The U.S. Food and Drug Administration (FDA) announced a new action plan, Closer to Zero, that sets forth its approach to reducing exposure to toxic elements in foods commonly eaten by babies and young children to the lowest possible levels.

Although FDA’s testing shows that children are not at an immediate health risk from exposure to toxic elements at the levels found in commonly consumed foods, it is starting the plan’s work immediately, with both short- and long-term goals for achieving continued improvements in reducing levels of toxic elements in these foods over time.

FDA’s goal is to reduce the levels of arsenic, lead, cadmium, and mercury in these foods to the greatest extent possible. Its plan outlines a multi-phase, science-based, iterative approach to achieving its goal of getting levels of toxic elements in foods closer to zero over time.  

Closer to Zero includes researching and evaluating changes in dietary exposures to toxic elements, setting action levels (recommended limits of toxic elements in foods that can be achieved by industry and progressively lowered as appropriate), encouraging adoption of best practices by industry, and monitoring progress.
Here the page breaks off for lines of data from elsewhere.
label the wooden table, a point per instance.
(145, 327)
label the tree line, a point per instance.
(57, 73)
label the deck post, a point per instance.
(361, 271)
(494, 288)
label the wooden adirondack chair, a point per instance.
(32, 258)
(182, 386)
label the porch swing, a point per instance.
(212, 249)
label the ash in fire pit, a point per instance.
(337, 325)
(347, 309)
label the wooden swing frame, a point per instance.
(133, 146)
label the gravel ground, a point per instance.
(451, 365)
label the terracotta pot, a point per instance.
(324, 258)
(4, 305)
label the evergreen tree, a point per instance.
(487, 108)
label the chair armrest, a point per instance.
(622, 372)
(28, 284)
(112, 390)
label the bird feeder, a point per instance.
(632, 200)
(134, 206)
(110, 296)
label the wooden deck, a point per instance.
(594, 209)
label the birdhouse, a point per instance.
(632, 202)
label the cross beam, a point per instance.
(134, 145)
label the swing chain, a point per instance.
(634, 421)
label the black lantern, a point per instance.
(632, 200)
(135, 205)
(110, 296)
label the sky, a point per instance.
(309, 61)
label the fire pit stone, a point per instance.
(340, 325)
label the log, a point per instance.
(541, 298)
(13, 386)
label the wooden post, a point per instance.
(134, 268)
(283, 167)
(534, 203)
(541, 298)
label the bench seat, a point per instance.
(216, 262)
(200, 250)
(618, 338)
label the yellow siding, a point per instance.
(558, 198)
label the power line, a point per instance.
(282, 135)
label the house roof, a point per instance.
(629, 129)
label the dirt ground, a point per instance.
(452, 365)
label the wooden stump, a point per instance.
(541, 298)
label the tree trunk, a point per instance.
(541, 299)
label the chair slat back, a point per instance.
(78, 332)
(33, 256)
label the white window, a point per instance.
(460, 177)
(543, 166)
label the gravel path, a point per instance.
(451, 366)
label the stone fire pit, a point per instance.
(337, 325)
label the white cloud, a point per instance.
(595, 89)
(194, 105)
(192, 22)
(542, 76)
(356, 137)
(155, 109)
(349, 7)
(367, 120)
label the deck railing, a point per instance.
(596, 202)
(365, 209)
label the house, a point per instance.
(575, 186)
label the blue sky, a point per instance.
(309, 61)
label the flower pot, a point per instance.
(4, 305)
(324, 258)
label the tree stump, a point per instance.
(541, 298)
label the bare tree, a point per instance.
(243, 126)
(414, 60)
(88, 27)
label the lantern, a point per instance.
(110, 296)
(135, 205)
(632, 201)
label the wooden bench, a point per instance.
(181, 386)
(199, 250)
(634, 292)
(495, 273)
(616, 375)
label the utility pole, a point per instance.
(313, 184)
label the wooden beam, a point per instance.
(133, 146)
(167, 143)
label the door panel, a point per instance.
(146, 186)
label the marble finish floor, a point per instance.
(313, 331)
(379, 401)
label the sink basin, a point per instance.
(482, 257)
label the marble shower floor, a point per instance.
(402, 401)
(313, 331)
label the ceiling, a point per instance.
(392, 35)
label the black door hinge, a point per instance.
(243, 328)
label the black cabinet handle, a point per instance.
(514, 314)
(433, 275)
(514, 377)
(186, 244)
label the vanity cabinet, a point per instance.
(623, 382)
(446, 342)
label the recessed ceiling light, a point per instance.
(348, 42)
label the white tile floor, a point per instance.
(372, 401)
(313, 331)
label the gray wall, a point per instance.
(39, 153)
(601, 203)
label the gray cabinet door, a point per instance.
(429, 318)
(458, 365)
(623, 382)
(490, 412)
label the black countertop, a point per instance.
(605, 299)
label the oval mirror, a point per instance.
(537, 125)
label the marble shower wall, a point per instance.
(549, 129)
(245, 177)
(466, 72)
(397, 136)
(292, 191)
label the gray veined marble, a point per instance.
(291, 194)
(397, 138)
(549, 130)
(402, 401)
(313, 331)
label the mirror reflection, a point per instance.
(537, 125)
The action plan will occur in three phases. As part of the first phase, FDA will immediately begin its work setting action levels using a four-pronged approach:

  1. Evaluate the scientific basis for action levels. The cycle of continual improvement starts with FDA evaluating existing data from routine testing of the food supply, research and data on chemical analytical methods, toxicological assays, exposure and risk assessments, and other relevant scientific information. Through a process that may include advisory committees, public workshops, and consultation with scientific experts, federal agency partners, and other stakeholders, the agency will establish interim reference levels (IRLs) for certain toxic elements as appropriate. An IRL is a measure of exposure from food that the FDA may use to determine if the amount of exposure to an individual element across foods could result in a specific health impact.    
  2. Propose action levels. The IRLs may be among the key factors that inform the development of FDA’s proposed action levels for certain toxic elements in categories of baby foods (e.g., cereals, infant formula, pureed fruits and vegetables, etc.) and other foods commonly eaten by babies and young children.  
  3. Consult with stakeholders on proposed action levels, including the achievability and feasibility of action levels. For each toxic element—every identified category of food—FDA will gather data and other information through a process of consultation that could include workshops, scientific meetings, and collaboration with federal partners to assess, among other things, the achievability and feasibility of the proposed action levels and the timeframes for reaching them. 
  4. Finalize action levels. FDA will use the information gathered from stakeholders, updated scientific research, and routine monitoring data to make any needed adjustments and finalize action levels.

Through this plan, FDA will take measures to ensure that limiting exposure to toxic elements in foods does not have unintended consequences—like limiting access to foods that have significant nutritional benefits—by making them unavailable or unaffordable for many families, or unintentionally increasing the presence of one toxic element when foods are reformulated to reduce the presence of another.

In addition, FDA's goal of moving closer to zero reflects the reality that fruits, vegetables, and grains take up toxic elements in the environment as they grow. With a cycle of continual improvement and collaboration, FDA aims to push the levels of toxic elements in these foods closer and closer to zero over time.